TRANSDNIESTER SUSPENDS COOPERATION WITH OSCE.

Publication: Monitor Volume: 3 Issue: 49

Transdniester’s leadership announced yesterday that it has "decided to halt the activity in the region" of the OSCE’s Mission to Moldova. Self-styled state secretary Valery Litskay elaborated that the Mission’s "access to the region is inexpedient" because of its report last month to the OSCE’s Permanent Council and its disavowal of the June 1996 draft memorandum on conflict settlement. Litskay indicated that Transdniester may renew cooperation with the OSCE Mission if the latter accepts that memorandum, and he reaffirmed that Transdniester’s return to the negotiations with Chisinau is conditional on the signing of that document. (Interfax, March 10)
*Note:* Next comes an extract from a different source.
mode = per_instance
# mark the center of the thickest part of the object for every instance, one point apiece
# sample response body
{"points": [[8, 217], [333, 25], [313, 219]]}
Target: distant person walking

The Mission’s report irked Transdniester by listing some of Tiraspol’s violations of the armistice agreement and by disavowing the Russian-drafted memorandum for failing to stipulate Moldova’s sovereign integrity, in contradiction to OSCE principles. (See Monitor, March 7) The practical implications of a Transdniester refusal to cooperate with the Mission are unclear, and may well include barring the Mission’s access. An earlier agreement, which expired last month, gave the Mission some rights of access to secessionist-controlled territory and some rights to attend and address Armistice Control Commission meetings, subject to a Russian and/or Transdniester veto that the two have sometimes exercised.